La organización mafiosa no persigue otro fin que esa sumisión de las víctimas ahora devenidas cómplices. " La modalidad transgresora instaura alianzas que refuerzan espuriamente la pertenencia (...). Las alianzas así establecidas se basan en la obtención de resultados utilizando la promesa de un ¨"plus" de placer, la fascinación por cierto tipo de pertenencia (las dadas por riquezas materiales o prestigio, por ejemplo) y un facilismo en los métodos para conseguir logros. Se trata de una participación en actividades corruptas, socialmente estimuladas por una sociedad que no las condena sino que las promueve. Incluye el aprovechamiento de los resquicios del sistema legal para obtener determinados beneficios, así como la participación en situaciones que lindan con lo delictivo y son consecuencia de la extrema desprotección social de ciertos grupos."5

El liberalismo económico lleva en sí mismo la certeza de la corrupción. El padre fundador, Adam Smith, quien se consideraba a sí mismo un moralista, propone desde el inicio mismo del capitalismo industrial el deber de todo gobierno civil: la seguridad de la propiedad privada y la sacralización de la moneda y del mercado. La economía política clásica ha establecido un sistema de normas en sí misma expropiatorias, cuyo fin es la abolición de las promesas de igualdad. Tras el fracaso soviético, los propietarios quieren arrojar como un lastre, el Estado de bienestar que tenía sentido cuando evitaba que el enemigo se ramificase en su propio cuerpo.
La libre competencia como ficción política murió en el monopolio de los carteles. El paraíso liberal, bien se sabe, no es para todos. Fuera de las fronteras de la minoría que puede pertenecer y tener privilegios, sólo quedan el limbo de la complicidad esperanzada y el infierno de la marginación. Si la organización mafiosa no se presenta ante nosotros como el verdadero rostro del capital divinizado, al menos nos parece su clon.

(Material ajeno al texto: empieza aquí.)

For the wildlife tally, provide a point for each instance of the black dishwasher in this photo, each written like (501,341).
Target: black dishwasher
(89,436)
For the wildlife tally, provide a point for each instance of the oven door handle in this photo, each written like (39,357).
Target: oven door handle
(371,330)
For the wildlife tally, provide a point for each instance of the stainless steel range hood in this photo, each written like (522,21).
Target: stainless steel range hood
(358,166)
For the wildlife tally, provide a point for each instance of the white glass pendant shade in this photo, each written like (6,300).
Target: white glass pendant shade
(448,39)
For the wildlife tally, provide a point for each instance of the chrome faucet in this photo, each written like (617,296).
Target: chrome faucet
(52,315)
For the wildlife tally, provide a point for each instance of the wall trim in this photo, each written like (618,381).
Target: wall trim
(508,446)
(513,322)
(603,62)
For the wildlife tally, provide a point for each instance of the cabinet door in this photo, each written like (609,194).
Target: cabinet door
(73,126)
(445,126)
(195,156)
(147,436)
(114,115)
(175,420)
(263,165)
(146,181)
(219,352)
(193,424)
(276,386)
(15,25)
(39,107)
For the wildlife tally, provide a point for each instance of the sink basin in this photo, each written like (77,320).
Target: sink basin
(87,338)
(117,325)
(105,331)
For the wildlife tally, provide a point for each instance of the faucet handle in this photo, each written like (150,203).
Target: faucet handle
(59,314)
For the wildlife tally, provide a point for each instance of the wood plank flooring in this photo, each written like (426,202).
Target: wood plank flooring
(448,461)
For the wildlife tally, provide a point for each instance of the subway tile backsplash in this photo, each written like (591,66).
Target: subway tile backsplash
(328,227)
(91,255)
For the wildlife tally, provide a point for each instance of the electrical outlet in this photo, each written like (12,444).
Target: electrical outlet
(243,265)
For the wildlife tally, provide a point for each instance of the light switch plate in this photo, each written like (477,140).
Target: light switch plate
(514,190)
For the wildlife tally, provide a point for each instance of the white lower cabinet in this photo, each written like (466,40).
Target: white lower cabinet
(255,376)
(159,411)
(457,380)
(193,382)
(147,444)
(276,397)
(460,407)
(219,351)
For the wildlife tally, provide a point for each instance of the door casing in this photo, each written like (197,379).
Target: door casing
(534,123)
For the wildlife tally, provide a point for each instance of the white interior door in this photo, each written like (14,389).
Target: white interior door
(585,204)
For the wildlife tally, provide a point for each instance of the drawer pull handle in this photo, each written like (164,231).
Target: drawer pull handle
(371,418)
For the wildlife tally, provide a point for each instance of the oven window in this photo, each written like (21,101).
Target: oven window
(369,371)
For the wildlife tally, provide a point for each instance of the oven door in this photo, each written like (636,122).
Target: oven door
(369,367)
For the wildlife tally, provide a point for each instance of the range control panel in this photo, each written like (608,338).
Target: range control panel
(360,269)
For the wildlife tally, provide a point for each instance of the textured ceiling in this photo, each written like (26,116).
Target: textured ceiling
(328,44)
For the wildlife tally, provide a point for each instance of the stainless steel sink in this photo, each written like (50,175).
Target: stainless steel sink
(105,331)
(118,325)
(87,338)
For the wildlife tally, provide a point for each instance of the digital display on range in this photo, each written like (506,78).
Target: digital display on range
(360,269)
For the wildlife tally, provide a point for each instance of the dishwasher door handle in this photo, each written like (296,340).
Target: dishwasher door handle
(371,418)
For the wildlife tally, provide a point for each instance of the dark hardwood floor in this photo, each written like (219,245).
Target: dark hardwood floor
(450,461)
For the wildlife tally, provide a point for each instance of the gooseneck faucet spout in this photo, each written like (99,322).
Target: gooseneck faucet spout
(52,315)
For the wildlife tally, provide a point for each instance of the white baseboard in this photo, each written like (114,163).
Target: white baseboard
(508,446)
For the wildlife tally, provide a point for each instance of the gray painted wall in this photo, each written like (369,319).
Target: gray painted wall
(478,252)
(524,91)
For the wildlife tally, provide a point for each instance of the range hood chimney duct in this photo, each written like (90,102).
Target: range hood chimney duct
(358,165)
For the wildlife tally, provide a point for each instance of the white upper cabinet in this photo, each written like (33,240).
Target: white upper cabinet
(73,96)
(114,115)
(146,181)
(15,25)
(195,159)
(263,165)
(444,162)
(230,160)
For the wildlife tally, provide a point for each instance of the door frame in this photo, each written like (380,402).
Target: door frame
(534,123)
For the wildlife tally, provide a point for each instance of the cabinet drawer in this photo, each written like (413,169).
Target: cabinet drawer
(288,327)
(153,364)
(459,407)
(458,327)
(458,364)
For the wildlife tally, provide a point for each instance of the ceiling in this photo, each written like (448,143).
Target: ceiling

Es el análisis de ese mismo Estado moderno, el que le hace pronunciar a Simon Weil: " En nuestra época de inteligencia oscurecida, no hay ninguna dificultad en reclamar para todos una parte igual en los privilegios, en las cosas que tienen por esencia ser privilegios. Es una especie de reivindicación a la vez absurda y baja: absurda porque el privilegio es por definición desigual; baja, porque no merece ser deseado."6

 

 

La complicidad del que espera una porción de privilegio es la más evidente a nuestros ojos. Sin embargo hay una complicidad más dolorosa y menos explícita: la de las víctimas, aquellos que han sido despojados, colocados al margen. Los que suplican, con cortes por ejemplo, no quedar fuera de las rutas de la historia. Los que no tienen fuerza para suplicar y abandonan la escena, jubilándose de la vida, considerándose poco capacitados, demasiado viejos, demasiado niños, descargando sobre sí mismos los discursos del amo y del verdugo. Ante esta imagen, horrorizados, agitamos el control remoto que los borrará de nuestro ojo cómplice, sediento de privilegio pequeño, vasallo al fin.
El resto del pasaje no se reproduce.